O primeiro fjord é o Geiranger, http://en.wikipedia.org/wiki/Geiranger. Fascinante. Cachoeiras caem o tempo todo dos penhascos, de picos sempre cobertos por neves, mesmo no verão. Em determinado momento, sete cachoeiras se reúnem. São as Sete Noivas. Espetáculo de cortar a respiração. Mais adiante, os penhascos se afunilam e o fjord se reduz a uns trezentos metros. Foi precisamente neste momento em que a Força Aérea norueguesa deu sua contribuição ao show. Dois caças sobrevoaram o navio e mergulharam naquele estreito abismo. Não pode ser coincidência, pensei. Não era. Todos os dias, mais ou menos ao meio-dia, os caças voltavam para abrilhantar o espetáculo. Uma espécie de lembrete: a Noruega não tem apenas uma portentosa frota naval, mas também uma Força Aérea.

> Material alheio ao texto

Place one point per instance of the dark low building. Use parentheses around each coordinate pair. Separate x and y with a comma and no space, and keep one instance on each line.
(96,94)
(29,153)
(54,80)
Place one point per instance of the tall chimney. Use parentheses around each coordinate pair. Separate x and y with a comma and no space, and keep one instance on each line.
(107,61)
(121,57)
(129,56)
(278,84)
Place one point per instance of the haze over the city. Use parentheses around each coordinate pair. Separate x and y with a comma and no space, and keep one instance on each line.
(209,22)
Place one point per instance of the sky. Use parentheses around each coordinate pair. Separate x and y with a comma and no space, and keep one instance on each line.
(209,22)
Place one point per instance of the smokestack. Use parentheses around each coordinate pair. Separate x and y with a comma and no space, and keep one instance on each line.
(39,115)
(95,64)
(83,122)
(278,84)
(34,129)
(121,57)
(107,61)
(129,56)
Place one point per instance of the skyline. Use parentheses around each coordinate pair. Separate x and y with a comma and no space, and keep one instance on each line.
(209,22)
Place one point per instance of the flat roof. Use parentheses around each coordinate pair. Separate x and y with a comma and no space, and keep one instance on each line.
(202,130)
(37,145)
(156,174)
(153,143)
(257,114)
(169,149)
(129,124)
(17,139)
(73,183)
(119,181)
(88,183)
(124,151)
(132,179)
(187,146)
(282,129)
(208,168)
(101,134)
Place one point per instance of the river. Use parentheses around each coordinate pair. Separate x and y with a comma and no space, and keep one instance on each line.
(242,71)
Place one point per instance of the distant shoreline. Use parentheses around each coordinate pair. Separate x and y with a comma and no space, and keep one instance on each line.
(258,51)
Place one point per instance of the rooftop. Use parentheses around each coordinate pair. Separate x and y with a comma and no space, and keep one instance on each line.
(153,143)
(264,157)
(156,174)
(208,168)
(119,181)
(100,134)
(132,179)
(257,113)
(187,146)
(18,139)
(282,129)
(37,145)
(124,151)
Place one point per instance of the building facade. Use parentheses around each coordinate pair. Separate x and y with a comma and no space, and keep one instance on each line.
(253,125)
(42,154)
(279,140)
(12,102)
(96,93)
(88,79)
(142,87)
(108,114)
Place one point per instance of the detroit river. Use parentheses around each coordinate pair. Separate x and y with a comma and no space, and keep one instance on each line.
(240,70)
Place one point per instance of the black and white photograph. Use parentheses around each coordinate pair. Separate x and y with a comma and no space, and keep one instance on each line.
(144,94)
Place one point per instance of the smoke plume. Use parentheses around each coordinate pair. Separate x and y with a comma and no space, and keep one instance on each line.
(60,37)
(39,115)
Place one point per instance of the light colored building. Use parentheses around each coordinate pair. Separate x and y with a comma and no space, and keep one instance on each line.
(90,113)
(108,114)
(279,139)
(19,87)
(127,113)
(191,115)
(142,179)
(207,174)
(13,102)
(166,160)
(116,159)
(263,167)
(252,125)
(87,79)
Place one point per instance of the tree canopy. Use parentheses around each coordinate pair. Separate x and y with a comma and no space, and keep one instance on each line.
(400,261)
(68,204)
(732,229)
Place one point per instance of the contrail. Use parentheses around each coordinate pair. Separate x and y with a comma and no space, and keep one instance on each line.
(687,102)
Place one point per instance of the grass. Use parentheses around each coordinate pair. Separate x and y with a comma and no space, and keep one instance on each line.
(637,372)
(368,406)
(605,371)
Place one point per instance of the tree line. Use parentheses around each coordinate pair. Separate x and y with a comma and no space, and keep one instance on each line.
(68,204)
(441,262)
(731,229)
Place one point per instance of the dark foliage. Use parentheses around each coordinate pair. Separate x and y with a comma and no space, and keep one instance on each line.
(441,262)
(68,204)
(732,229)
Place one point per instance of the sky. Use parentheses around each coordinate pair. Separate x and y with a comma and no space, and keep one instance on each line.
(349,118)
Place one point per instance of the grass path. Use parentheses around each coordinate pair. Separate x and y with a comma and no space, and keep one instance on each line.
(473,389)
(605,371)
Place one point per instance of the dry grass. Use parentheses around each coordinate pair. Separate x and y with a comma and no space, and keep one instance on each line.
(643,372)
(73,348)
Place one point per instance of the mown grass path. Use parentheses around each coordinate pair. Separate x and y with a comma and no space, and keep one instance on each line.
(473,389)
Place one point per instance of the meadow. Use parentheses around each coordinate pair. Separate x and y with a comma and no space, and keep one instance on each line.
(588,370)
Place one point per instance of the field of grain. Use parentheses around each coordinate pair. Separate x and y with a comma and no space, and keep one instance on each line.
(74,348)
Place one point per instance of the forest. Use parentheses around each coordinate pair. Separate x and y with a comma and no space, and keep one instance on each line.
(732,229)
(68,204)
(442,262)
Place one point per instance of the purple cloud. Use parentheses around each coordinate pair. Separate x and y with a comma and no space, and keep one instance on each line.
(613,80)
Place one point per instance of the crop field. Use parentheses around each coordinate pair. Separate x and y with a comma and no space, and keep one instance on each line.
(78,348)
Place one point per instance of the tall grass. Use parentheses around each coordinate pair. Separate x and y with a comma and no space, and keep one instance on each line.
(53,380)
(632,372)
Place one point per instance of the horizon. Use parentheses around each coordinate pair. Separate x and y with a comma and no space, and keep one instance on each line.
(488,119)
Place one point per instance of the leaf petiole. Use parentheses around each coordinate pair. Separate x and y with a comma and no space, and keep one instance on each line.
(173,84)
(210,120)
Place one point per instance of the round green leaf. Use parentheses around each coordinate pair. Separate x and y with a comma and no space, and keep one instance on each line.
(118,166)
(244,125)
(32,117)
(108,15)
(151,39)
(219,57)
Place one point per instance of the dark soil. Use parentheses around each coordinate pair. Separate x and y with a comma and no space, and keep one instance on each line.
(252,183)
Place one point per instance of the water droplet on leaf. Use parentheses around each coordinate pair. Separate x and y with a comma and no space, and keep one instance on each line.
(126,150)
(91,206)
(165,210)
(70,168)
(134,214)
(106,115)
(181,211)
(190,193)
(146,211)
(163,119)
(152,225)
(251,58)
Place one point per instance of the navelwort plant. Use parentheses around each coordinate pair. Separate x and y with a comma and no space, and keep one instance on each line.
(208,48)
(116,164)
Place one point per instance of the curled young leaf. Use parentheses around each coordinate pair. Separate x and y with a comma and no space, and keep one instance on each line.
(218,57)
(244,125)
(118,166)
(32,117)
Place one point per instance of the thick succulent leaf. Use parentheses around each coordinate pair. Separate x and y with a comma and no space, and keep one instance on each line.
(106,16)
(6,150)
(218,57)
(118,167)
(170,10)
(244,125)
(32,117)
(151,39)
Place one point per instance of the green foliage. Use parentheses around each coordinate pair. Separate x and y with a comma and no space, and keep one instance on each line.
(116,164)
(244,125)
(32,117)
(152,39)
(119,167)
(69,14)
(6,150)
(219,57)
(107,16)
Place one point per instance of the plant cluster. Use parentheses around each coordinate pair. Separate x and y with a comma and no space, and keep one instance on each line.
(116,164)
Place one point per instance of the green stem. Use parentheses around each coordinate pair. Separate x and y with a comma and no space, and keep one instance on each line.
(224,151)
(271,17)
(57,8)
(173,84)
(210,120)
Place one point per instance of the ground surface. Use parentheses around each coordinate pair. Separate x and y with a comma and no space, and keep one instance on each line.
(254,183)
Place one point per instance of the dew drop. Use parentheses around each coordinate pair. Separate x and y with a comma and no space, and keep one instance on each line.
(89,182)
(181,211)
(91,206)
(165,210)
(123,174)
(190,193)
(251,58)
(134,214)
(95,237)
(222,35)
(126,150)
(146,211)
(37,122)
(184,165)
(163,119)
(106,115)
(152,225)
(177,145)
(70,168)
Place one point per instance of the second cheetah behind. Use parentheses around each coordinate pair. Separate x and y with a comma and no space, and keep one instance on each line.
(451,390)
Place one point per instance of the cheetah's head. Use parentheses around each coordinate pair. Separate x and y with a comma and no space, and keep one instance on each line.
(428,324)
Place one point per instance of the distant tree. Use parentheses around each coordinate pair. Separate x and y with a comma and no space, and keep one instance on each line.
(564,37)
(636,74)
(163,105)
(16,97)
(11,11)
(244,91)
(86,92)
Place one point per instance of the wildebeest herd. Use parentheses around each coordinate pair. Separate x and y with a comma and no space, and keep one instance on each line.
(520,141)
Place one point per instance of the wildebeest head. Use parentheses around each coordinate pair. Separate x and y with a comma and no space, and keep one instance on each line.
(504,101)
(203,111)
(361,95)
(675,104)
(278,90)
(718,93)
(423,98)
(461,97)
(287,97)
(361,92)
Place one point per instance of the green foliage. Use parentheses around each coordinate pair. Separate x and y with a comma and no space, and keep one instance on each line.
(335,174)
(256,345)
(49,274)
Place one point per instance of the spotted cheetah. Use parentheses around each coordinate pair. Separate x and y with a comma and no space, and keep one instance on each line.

Mas se você perdeu a respiração nas Sete Noivas, guarde um restinho de fôlego para o que vem pela frente. Um pouco antes de chegar a Tromsø, na altura das ilhas Lofoten, o mais lindo dos fjordes o espera, http://www.hurtigruteninpictures.com/trollfjorden-lofoten-norway.html. O Trollfjorden é pequeno, coisa de dois quilômetros. Mas a beleza é tanta que dá vontade de chorar. Vontade não, chorei mesmo. Já o havia visitado há oito anos, com minha Baixinha adorada. Eu lia no Panorama Lounge do Vesterålen - http://arctic360.360vt.eu/vesteralen - quando ela desceu do convés, desesperada. “Sobe logo, nem imaginas o que está acontecendo lá fora”. Era meia-noite, uma daquelas meia-noites irreais de sol de meio-dia. Frio de lascar. Era uma espécie de cinema em 360 graus, onde era difícil saber para onde olhar. Confesso que nem no Sahara vi algo tão belo. Muito menos na Terra do Fogo. Nos foi servida uma sopa de mariscos, que aqueceu até a alma.

Nessa altura, já ultrapassamos o Círculo Polar Ártico. Já em Bodø – http://en.wikipedia.org/wiki/Bod%C3%B8 –, o sol da meia-noite começa a dar suas caras. Para quem não vive por aquelas bandas, não dá vontade alguma de dormir. Melhor chamar mais um vinho e contemplar madrugada afora aquele meio-dia fora de horas.

Aportamos em Tromsø – http://www.eveandersson.com/norway/tromso - no quinto dia de navegação. Em pleno verão. Lá pelas onze da noite – noite que não é noite - postei-me em um simpático boteco na Storgatan com a Primeira-Namorada. Pedimos um vinho. Bebemos até a meia-noite profunda, isto é, com sol de meio-dia. Gentes girando pela rua como se meio-dia fosse. Ela não acreditava: “mas isto ainda vai escurecer”. Não vai, disse. E vou te provar. Pedi mais um vinho. Lá pelas duas, creio que ela passou a acreditar no que via.